Label floor. ILRS records are the only ground-truth source for LEO used here. Evaluation beyond the ~20 ILRS-ranged satellites requires independent tracking — commercial SSA feeds, operator-disclosed records — that this paper does not have.

References

  1. International Laser Ranging Service. Satellite maneuver history ledger. ilrs.gsfc.nasa.gov.
  2. Kelecy, T., Hall, D., Hamada, K., Stocker, D. "Satellite maneuver detection using Two-line Element (TLE) data." Advanced Maui Optical and Space Surveillance Technologies Conference, 2007.
  3. Lemmens, S., Krag, H. "Two-Line-Elements-Based maneuver detection methods for satellites in Low Earth Orbit." Journal of Guidance, Control, and Dynamics, 37(3), 2014.
  4. Cipollone, R., Setya Ardi, N., Di Lizia, P. "An LSTM-based maneuver detection algorithm from satellites pattern of life." Neural Computing and Applications, 2025.
  5. Bai, X., Liao, C., Pan, X., Xu, M. "Mining Two-Line Element data to detect orbital maneuver for satellite." IEEE Access, 7, 2019.
  6. Huber, P.J. "Robust estimation of a location parameter." Annals of Mathematical Statistics, 35(1), 1964.
  7. Benjamini, Y., Hochberg, Y. "Controlling the false discovery rate: a practical and powerful approach to multiple testing." Journal of the Royal Statistical Society B, 57(1), 1995.
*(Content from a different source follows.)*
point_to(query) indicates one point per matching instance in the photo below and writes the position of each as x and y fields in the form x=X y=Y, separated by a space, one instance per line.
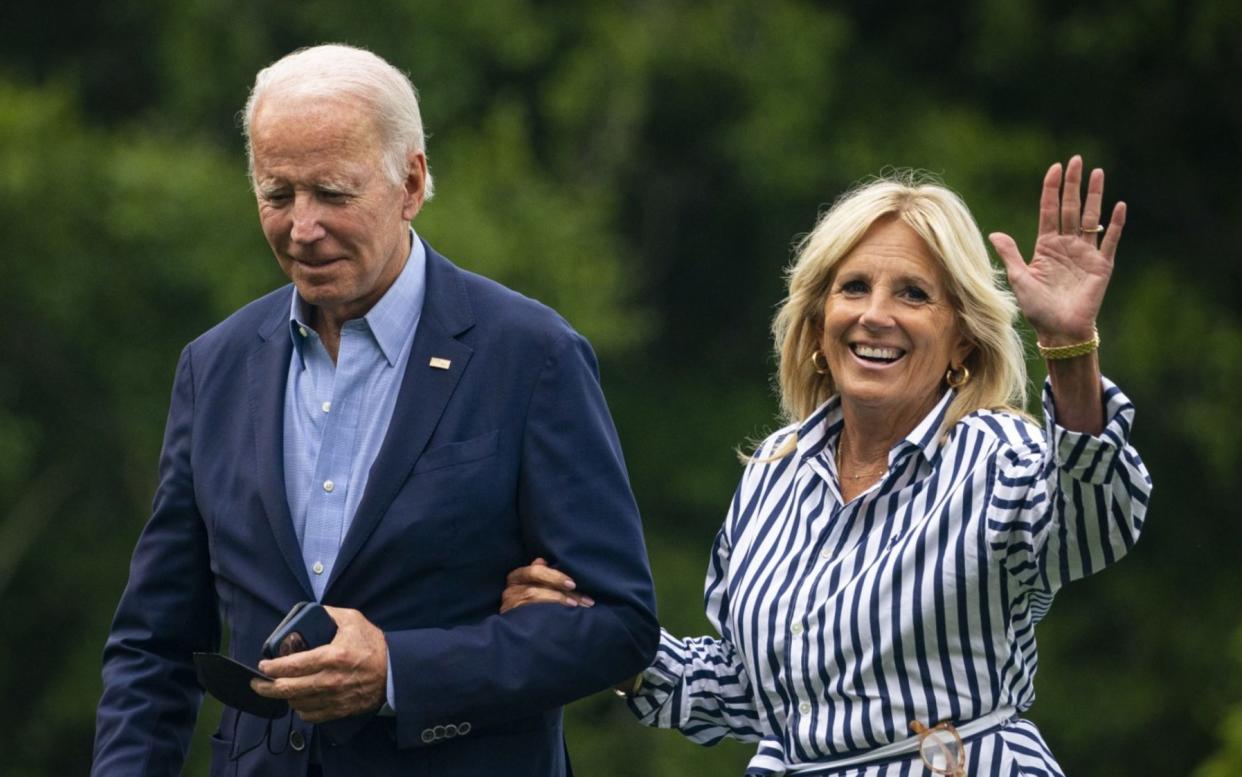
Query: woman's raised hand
x=1062 y=288
x=539 y=582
  8. Cipollone, R., Raviola, E., Di Lizia, P. "An unsupervised learning-based manoeuvre detection method for resident space object pattern of life characterisation." 9th European Conference on Space Debris, 2024.
  9. Kato, R., Shimada, Y., Aida, S., Kawamoto, S., Akahoshi, Y. "Validity evaluation of anomaly detection using LSTM autoencoder for maneuver detection." Advanced Maui Optical and Space Surveillance Technologies Conference, 2023.